Ailleurs, on feint de croire que rien n’est joué, que tout est possible, qu’il faut voir, qu’il y a du pour et du contre, etc. Sur ce sujet, le bel exemple de la récente visite ici de Jean-Louis Borloo. Est-il si difficile d’annoncer que Catherine Morin-Desailly conduira une liste de rassemblement ? Ou plutôt d’assemblement. Et qu’elle n’aura pas plus d’espoir de l’emporter que celui de la faillite de l’actuelle majorité ? La sénatrice en est là, contrainte d’incarner l’opposition et d’animer une droite locale plus que moribonde. Comme on disait à l’école communale : bien fait pour toi.

A l’encontre (façon de dire), Yvon Robert, maire à répétition, ne dit rien. Il attend qu’on décide pour lui. Qu’on lui fournisse une équipe nouvelle (pas trop tout de même), un plan de conduite et des arguments pour assumer la défaite. En fidèle socialiste et aimable politique, il sera le meilleur pour ce faire. Sa défaite actée, il y gagnera le rôle d’opposant historique. A l’ancienneté, ce poste est assez reposant. Et lui, parfait pour y siéger.
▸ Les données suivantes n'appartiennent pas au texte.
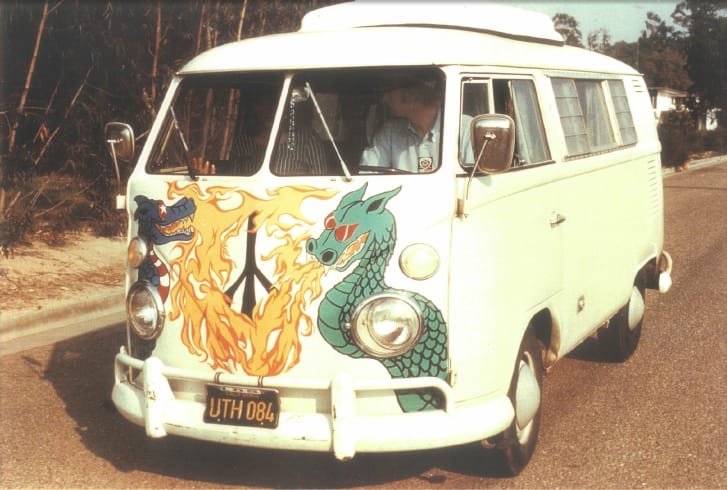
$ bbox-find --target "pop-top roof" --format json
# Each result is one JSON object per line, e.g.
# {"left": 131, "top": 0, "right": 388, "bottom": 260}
{"left": 300, "top": 1, "right": 564, "bottom": 45}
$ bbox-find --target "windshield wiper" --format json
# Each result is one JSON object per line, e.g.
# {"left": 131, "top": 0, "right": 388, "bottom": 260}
{"left": 169, "top": 106, "right": 198, "bottom": 181}
{"left": 298, "top": 82, "right": 352, "bottom": 181}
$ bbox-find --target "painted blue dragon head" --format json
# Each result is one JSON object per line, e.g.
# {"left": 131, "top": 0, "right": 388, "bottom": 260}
{"left": 306, "top": 183, "right": 401, "bottom": 270}
{"left": 133, "top": 195, "right": 196, "bottom": 245}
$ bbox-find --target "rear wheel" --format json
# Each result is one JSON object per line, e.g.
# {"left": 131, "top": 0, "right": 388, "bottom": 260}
{"left": 599, "top": 284, "right": 645, "bottom": 362}
{"left": 488, "top": 329, "right": 544, "bottom": 476}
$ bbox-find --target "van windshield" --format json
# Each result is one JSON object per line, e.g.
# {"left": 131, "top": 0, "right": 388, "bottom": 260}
{"left": 147, "top": 68, "right": 445, "bottom": 177}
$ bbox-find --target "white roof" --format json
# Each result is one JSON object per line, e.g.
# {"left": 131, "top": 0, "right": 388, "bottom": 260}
{"left": 300, "top": 1, "right": 564, "bottom": 45}
{"left": 178, "top": 3, "right": 638, "bottom": 77}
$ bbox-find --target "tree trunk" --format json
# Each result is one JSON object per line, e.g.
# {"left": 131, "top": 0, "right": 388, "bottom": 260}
{"left": 195, "top": 1, "right": 208, "bottom": 56}
{"left": 8, "top": 0, "right": 49, "bottom": 154}
{"left": 150, "top": 1, "right": 162, "bottom": 119}
{"left": 2, "top": 0, "right": 50, "bottom": 216}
Quoi d’autre ? Entre autre, la vraie-fausse excitation citoyenne des Européens Écologistes Verts (plus les uns que les autres). On se réunit, on partage, on discute. En sortira quoi ? Un projet citoyen (déjà écrit) et, comme d’habitude, un ultime ralliement, modèle ancien et connu. Après le premier tour, constatant les 4 ou 3 % de l’électorat en leur faveur (mais 7 % sur les Hauts de Rouen) on n’aura rien de plus pressé que de barrer la route à la Droite. Etc.

Idem pour une liste Front de gauche et autres avatars (j’y inclus l’inévitable Front national), toutes occasions de mobiliser in-vivo les forcenés du mécontentement autoritaire. Pour les uns et les autres, comptez peu de monde. Ouf !
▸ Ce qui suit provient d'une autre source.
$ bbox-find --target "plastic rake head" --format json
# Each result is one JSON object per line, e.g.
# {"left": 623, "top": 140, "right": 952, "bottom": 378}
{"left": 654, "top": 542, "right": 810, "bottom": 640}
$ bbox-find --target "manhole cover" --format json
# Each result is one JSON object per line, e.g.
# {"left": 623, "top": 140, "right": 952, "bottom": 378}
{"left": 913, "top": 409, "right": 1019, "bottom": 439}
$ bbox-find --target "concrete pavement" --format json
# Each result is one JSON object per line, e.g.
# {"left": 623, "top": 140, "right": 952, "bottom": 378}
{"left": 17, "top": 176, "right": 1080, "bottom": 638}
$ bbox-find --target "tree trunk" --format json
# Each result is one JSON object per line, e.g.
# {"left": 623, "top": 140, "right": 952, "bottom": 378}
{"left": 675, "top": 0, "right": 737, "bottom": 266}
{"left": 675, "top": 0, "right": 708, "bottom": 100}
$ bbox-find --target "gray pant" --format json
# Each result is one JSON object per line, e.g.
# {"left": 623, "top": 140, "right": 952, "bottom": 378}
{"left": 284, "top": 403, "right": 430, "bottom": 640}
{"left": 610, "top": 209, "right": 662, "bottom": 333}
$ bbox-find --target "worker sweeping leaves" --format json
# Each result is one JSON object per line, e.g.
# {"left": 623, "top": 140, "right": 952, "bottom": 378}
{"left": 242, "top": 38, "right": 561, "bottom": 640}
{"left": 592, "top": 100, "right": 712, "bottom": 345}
Mais n’oublions pas la troupe. Combien faut-il de fantassins pour une dizaine de généraux et caporaux ? Une liste faite d’une bonne cinquantaine de zigues. Il les faut représentatifs (un peu), pas trop remuants, assez dociles, et assez naïfs pour croire qu’on les enrôle pour leurs convictions.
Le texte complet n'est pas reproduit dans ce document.